Sometimes, I just don’t want to cook. Actually, sometimes I don’t want to do anything beyond staying in bed, closing my eyes, and pretending I’m in another world far away… so far away… But everyone needs to eat, so I’ve worked with a very special nonexistent team of nutritionists to put together some super-quick “recipes” I’m capable of executing even when I feel as though I’m expending all my energy simply trying to maintain sanity! So, whether you’re trying to save time or just put in the minimal effort possible to sustain life, these five-minute meals will meet your needs.
Not’cho healthiest choice Nachos
Take some tortilla chips and put them on a plate. Then sprinkle as much shredded cheese as you require on top. You can use non-dairy cheese if you’re vegan or you like spending extra money. Put this in the microwave for, like, a minute. Maybe more. Maybe less. I don’t know your microwave. You can add salsa, canned black beans, sliced jalapeno peppers, or whatever else you have the energy to reach for. If you don’t have a microwave, use a blowtorch. You can also substitute the chips and cheese for a trip to Taco Bell.
Non-Instant (I said five minutes, not three seconds) Oatmeal
I’m pretty sure you use like half a cup of oats and a cup of liquid. Maybe it’s the other way around…? I think directions are on the package, so follow that. You can use milk, but I just use water, which would enable me to make this even if I had absolutely no food but oats in my house. Think of that! It’s only happened to me one or nine times. When the oatmeal’s done, you can add some brown sugar and maple syrup if you need to drown your sorrows in sweetness. Or, if you want to delude yourself into thinking you’re “fit,” toss in some dried fruit and nuts.
Rice Cake Thing I came up with at 3 a.m.
Spread some cream cheese on rice cakes. Then take some spinach leaves and stick them on. Then add a dash or two of hot sauce. That’s it. You can also include extra things like onions, but I don’t really like slicing onions because I don’t want to cry… again that day.

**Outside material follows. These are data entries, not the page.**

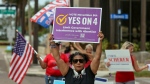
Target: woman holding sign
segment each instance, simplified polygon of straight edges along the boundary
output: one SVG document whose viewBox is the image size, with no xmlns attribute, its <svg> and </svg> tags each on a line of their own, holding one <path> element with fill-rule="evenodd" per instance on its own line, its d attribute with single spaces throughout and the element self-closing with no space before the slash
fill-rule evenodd
<svg viewBox="0 0 150 84">
<path fill-rule="evenodd" d="M 68 58 L 64 53 L 60 53 L 59 49 L 61 47 L 61 43 L 56 43 L 56 48 L 60 54 L 60 58 L 65 62 L 68 63 Z M 52 53 L 47 54 L 44 60 L 37 54 L 37 58 L 39 60 L 40 66 L 42 69 L 45 70 L 45 84 L 53 84 L 54 80 L 63 80 L 64 77 L 62 76 L 60 70 L 58 69 L 58 65 Z"/>
<path fill-rule="evenodd" d="M 53 40 L 53 35 L 50 35 L 50 44 L 52 48 L 52 54 L 57 62 L 58 68 L 62 75 L 65 77 L 65 84 L 94 84 L 95 75 L 97 73 L 100 58 L 102 53 L 102 40 L 104 35 L 99 32 L 98 37 L 100 38 L 100 43 L 98 43 L 96 48 L 95 56 L 87 68 L 84 68 L 88 57 L 86 54 L 76 52 L 71 54 L 69 57 L 69 62 L 74 66 L 74 69 L 70 68 L 67 63 L 65 63 L 61 58 L 56 48 L 56 44 Z"/>
<path fill-rule="evenodd" d="M 145 65 L 141 68 L 138 66 L 135 56 L 132 55 L 134 45 L 131 42 L 126 41 L 122 45 L 121 49 L 129 49 L 131 60 L 132 60 L 132 66 L 136 72 L 139 72 L 148 68 L 148 65 Z M 110 66 L 109 62 L 107 62 L 106 64 L 107 66 Z M 115 82 L 116 84 L 135 84 L 134 72 L 117 71 Z"/>
</svg>

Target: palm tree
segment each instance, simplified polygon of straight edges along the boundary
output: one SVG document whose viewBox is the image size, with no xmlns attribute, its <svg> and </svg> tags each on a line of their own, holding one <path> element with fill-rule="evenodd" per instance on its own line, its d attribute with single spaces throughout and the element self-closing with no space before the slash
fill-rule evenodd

Other ingredients you could also consider adding would be peppers, olives, or trazodone.
PBJ (pretty bad job) Sandwich
Search for two pieces of non-moldy bread. Spread some peanut butter on one slice and jelly on the other one, then put them together. You can also fry this. You can also swap out any of the components for cheese.
Saltines with literally anything
Life hack!!!! You can pretty much put anything edible with saltine crackers and it’ll be good. Eggs? Sure. Canned tuna? Naturally! Powdered sugar? Give it a shot. The already chewed-up saltine you’ve been eating? Go for it. The list is practically endless. Even if you don’t have any other ingredients to use, you can always season the crackers with your tears. They add a certain savory flavor that table salt just can’t replicate, so use freely. I always have plenty!
I hope this is helpful for the next time you only have five minutes to spare/left until you have an emotional meltdown. Oh, and when you have more time, say, 45 minutes, I encourage you to do something a little more special. Like, maybe make one of these and throw a potato in the oven.